Recently I attended a presentation from Somerset County Council on their experience of flooding in Winter 2013/14. The presenter made one comment which really resonated with me
“Muchelney…by the way, any place names which end in ‘ney’ means island…”
It was just a passing comment, but one which I’ve been reflecting on for a little while. Place names reflect local history, so can toponymy tell us anything about risk?
If a place has a history of repeated emergencies (lets say flooding), does that become part of its present and future through being incorporated into its name? To explore this a little I thought I’d investigate the meaning of place names on the Wikipedia UK flood list.
|Modern Place Name||Meaning||Place name is a possible Indicator of flood risk?|
|London||We’re often told that London has its roots in the latin Londinium however, Richard Coates suggests it could derive from the earlier Old Europeanplowonidā meaning ‘river too wide or deep to ford’. Flooding from a wide and deep river could have significant consequences.||Yes|
|Sheffield||Open Land by the River Sheaf||Yes|
|Lynmouth||Mouth of the River Lyn (meaning ‘torrent’)||Yes|
|Canvey Island||Not a lot of consensus, but either means Island of Cana’s People or Island Island.||Possibly|
|Cockermouth||Mouth of the River Cocker (meaning ‘crooked one’)||Yes|
|Cumbria||Compatriot Land / Countrymen||No|
|Somerset Levels||Somerset – Settlers by sea lakesLevels – refers to level marine clays||Yes|
A quick Google later and I found this map via Being The Hunt, which provides the meaning of country names in Europe. At this level it doesn’t say much about risk (with the exception of Land of Revolt), but I wonder whether the same could be done for place names in the UK/London, and what hidden patterns this might reveal?
And it’s not just place names. Our own names may give some indication about historical events and could potentially be used to infer future risk…

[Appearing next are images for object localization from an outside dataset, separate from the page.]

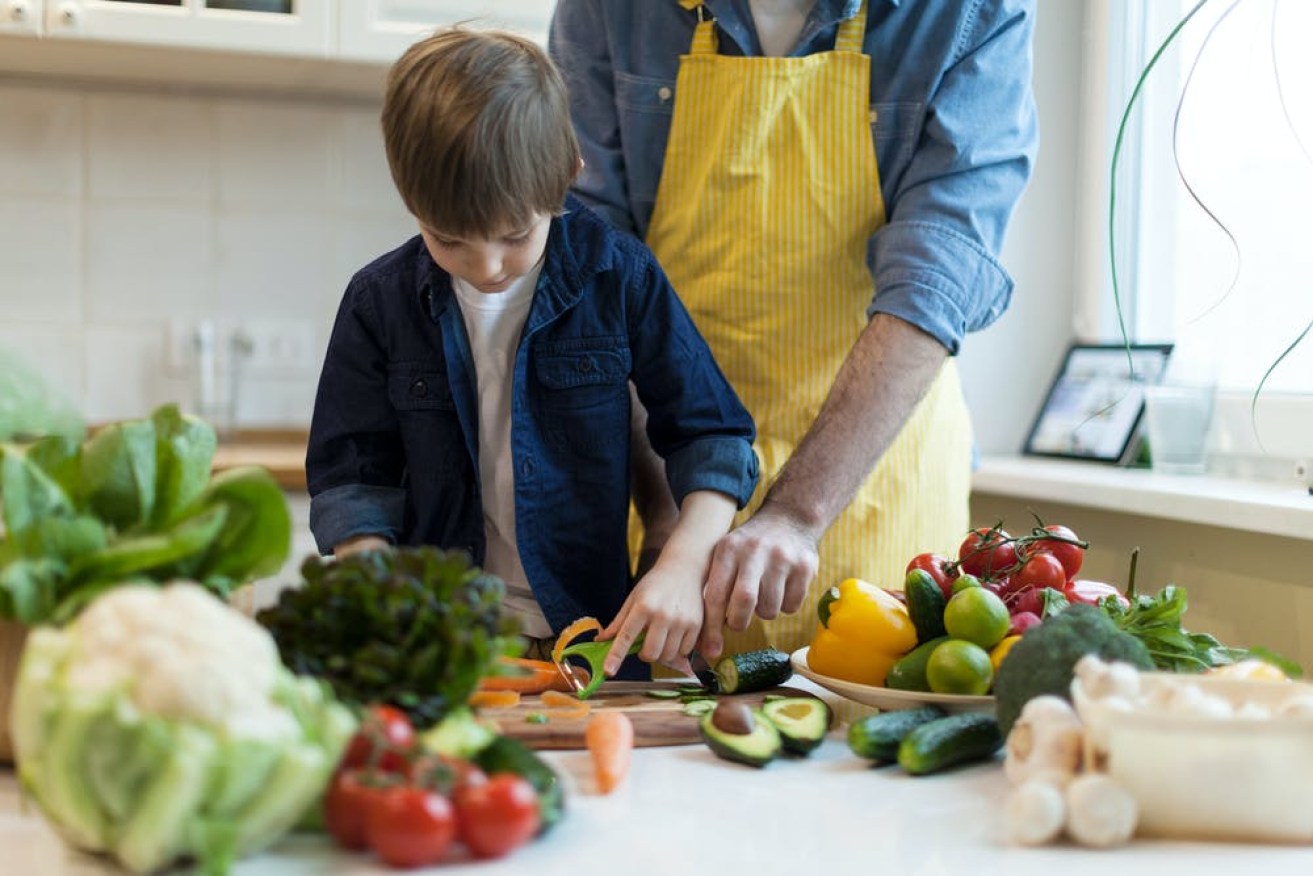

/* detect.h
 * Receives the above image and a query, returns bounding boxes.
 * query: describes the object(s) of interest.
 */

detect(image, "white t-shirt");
[749,0,816,57]
[452,265,551,638]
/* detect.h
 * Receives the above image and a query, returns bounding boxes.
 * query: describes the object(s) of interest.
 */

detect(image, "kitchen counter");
[210,430,309,492]
[7,677,1313,876]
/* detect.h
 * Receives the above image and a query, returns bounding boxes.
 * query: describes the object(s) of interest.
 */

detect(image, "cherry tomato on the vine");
[1031,524,1085,580]
[455,773,541,860]
[907,552,958,600]
[957,528,1017,580]
[342,704,415,774]
[1011,553,1067,593]
[324,770,390,852]
[367,785,457,869]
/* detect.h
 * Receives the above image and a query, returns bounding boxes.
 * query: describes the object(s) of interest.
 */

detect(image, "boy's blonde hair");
[382,28,580,238]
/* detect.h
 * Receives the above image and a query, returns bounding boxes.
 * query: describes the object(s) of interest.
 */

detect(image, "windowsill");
[972,455,1313,541]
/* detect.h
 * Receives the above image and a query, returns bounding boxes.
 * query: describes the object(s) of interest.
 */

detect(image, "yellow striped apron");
[644,1,973,656]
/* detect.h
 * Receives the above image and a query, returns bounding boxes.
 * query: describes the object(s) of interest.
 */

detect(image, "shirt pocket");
[615,72,677,205]
[869,100,922,176]
[387,364,456,411]
[534,338,631,453]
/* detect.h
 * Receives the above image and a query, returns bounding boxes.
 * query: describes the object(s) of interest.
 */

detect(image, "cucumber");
[904,569,948,643]
[713,648,792,694]
[885,636,948,692]
[472,735,564,834]
[896,712,1003,775]
[846,706,944,761]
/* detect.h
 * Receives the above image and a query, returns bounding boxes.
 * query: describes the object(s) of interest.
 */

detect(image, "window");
[1093,0,1313,470]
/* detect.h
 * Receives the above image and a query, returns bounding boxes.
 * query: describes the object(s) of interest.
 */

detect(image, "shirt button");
[410,379,427,397]
[520,459,535,477]
[657,86,672,102]
[869,109,879,124]
[578,357,595,373]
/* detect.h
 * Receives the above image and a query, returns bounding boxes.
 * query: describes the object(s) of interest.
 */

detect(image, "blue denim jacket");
[307,197,759,634]
[549,0,1038,354]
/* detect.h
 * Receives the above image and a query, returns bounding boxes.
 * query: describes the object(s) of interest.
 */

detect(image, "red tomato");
[906,552,958,600]
[324,770,388,852]
[367,786,457,869]
[408,754,488,794]
[1031,524,1085,580]
[957,529,1017,580]
[1012,554,1067,593]
[455,773,541,860]
[343,705,415,774]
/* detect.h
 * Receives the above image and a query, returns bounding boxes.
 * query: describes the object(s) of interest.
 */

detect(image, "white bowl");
[790,647,994,714]
[1072,671,1313,843]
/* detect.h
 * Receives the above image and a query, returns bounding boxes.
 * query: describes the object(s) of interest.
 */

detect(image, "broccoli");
[994,604,1153,737]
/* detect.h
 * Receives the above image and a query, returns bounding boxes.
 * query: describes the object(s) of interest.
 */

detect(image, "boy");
[305,28,759,677]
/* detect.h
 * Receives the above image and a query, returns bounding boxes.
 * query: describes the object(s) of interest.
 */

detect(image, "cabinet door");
[44,0,332,56]
[339,0,556,62]
[0,0,43,35]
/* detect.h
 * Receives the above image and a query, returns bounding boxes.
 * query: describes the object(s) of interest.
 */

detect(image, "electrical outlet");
[235,319,319,376]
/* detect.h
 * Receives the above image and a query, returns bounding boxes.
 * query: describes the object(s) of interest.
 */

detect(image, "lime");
[925,639,994,695]
[950,573,982,594]
[943,586,1010,649]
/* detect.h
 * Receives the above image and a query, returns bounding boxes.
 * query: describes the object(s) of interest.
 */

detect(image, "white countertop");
[7,681,1313,876]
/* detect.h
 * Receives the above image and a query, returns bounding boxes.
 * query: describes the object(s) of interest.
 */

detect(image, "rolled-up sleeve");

The map below shows the prevalence of the surname Flood in England in 1891. What strikes me is that the surname is more common in coastal areas or those which anecdotally are prone to flooding. It’s impossible to infer much from this, but would be interesting to do a longitudinal study to see how these surname clusters have moved over time, and it’s an interesting pattern nevertheless!
I’m not sure, other than being interesting, what a detailed exploration of this would reveal. However, I’ve recently been doing some work on risk perception, and wonder whether people who live in places which have flood-related names have a higher degree of risk awareness?
Your thoughts and comments would be welcomed. This is very much just a collection of half-formed ideas rolling around in my head, and if anyone could help me make sense of them that’d be great!
Londonist have just released another alternative Tube map – I wonder if their next one could be ‘meanings’ of current places?